In the December 2018 Punjab Sarpanch elections, much has transpired. Amidst the political mayhem, mud-slinging and claims, a set of driven young leaders have managed to wriggle their way to victory.

Sheshandeep Kaur Sidhu,a 21 year old resident of Manakkhanna village of Bathinda, an aspiring IAS took it upon herself to save the primary schools in her village when low enrollment rates threatened their closure. The position of the head of the panchayat was her chance to fulfill her social ambitions. Leaving her IAS coaching in Delhi, she prioritized the education of the small kids in her village and decide to save them from long walks to nearby school or no school at all. With big plans and a bigger vision, she has started her journey as a young leader!

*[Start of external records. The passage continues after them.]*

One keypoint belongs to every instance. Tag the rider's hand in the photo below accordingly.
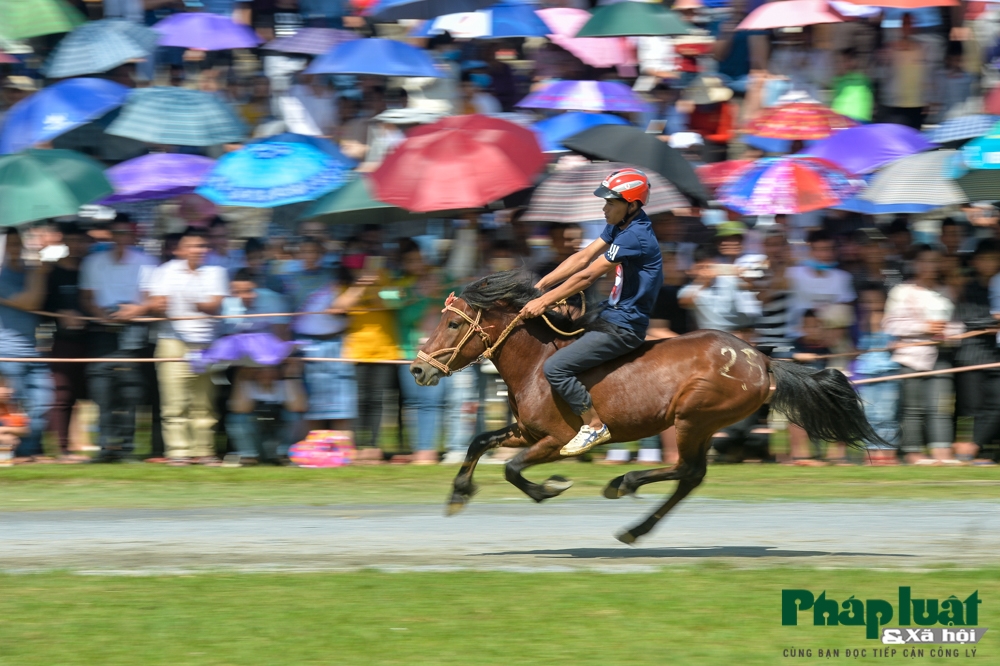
(534, 308)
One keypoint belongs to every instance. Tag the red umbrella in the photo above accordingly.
(790, 14)
(718, 174)
(458, 162)
(803, 121)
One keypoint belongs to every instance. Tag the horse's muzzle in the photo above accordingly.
(424, 374)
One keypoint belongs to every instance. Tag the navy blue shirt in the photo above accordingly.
(638, 274)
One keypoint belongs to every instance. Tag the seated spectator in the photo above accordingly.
(13, 424)
(247, 297)
(22, 289)
(265, 405)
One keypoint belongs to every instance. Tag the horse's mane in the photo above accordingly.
(514, 289)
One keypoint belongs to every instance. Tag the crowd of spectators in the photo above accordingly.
(829, 289)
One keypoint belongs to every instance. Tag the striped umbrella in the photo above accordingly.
(962, 128)
(99, 46)
(178, 117)
(567, 196)
(787, 185)
(586, 96)
(917, 179)
(718, 174)
(23, 19)
(803, 121)
(311, 41)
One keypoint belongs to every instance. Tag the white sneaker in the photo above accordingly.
(585, 440)
(455, 457)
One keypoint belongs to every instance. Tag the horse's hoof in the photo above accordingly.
(456, 504)
(614, 489)
(557, 484)
(627, 538)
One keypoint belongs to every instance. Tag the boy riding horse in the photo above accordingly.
(627, 244)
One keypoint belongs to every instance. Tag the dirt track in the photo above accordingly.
(514, 535)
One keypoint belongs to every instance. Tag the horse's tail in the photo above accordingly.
(823, 403)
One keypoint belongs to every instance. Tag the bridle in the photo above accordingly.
(475, 327)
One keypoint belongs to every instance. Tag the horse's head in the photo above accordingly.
(457, 341)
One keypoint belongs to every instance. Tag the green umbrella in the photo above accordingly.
(22, 19)
(39, 184)
(629, 19)
(354, 204)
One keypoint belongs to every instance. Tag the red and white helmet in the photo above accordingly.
(627, 184)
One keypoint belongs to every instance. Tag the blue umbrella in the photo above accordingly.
(393, 10)
(266, 175)
(323, 145)
(552, 131)
(99, 46)
(378, 57)
(984, 152)
(55, 110)
(503, 19)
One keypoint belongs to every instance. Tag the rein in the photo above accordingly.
(474, 328)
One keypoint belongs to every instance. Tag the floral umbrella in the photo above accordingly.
(787, 185)
(803, 121)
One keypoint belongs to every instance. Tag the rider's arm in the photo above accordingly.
(579, 281)
(573, 265)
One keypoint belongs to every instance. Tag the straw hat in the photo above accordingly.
(707, 90)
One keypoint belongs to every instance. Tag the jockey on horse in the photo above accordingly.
(629, 246)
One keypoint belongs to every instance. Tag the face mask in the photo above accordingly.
(819, 265)
(481, 80)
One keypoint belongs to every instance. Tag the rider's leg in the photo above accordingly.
(562, 368)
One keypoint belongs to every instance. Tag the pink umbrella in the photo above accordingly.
(594, 51)
(789, 14)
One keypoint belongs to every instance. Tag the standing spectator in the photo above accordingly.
(110, 289)
(881, 399)
(331, 386)
(22, 289)
(186, 287)
(422, 295)
(907, 79)
(818, 281)
(220, 252)
(69, 341)
(920, 310)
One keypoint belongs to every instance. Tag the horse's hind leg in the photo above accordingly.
(545, 450)
(463, 488)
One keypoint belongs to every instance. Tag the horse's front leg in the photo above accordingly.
(545, 450)
(463, 488)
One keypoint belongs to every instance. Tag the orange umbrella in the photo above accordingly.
(803, 121)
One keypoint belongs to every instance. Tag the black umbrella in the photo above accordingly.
(625, 143)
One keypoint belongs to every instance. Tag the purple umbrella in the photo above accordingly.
(205, 32)
(585, 96)
(865, 148)
(156, 176)
(258, 348)
(311, 41)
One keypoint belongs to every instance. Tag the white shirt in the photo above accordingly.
(184, 289)
(111, 281)
(811, 290)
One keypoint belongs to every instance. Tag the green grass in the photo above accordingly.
(155, 486)
(711, 615)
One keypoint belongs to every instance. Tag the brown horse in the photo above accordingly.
(699, 382)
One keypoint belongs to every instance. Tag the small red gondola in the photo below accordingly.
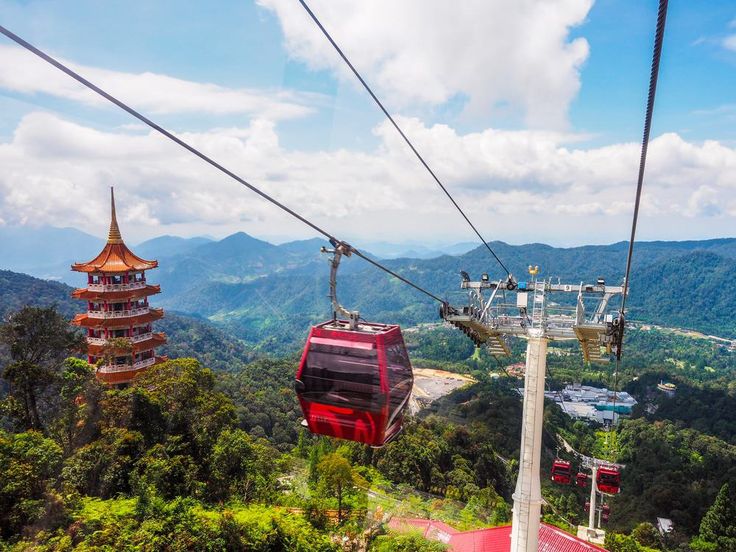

Education qualification became the winning factor for 27 year Tejinder Singh. Hailing from Seechewal village of Punjab, he contested against 4 candidates and emerged as a unanimous winner. His victory is not only his but also of the cooperative living modal of his village. Speaking after his victory, he revealed how other contestants happily accorded the responsibilities to him as and when they realize his potential and skills in solving the primary issues plaguing the village-water and environment. The genuine concerns and acceptance is surely impressive.

Inderjit Kaur , a 29 year old high school graduate from Chanthu Brahmana village is another victor in the list. The young woman has pledged to improve the ground reality of her village in all possible sectors. Her manifesto includes improving the sewage system, the poor state of roads and electricity connections and the education sector.

Names above mentioned are just a few from the lot as the elections saw a number of qualified, resolute youths donning the Sarpanch pagdi. If nothing else, it does change the stereotypical picture of a typical head of Panchayat – an old patriarch, with a characteristics turban sitting on a charpai and deciding the fate of the village dwellers.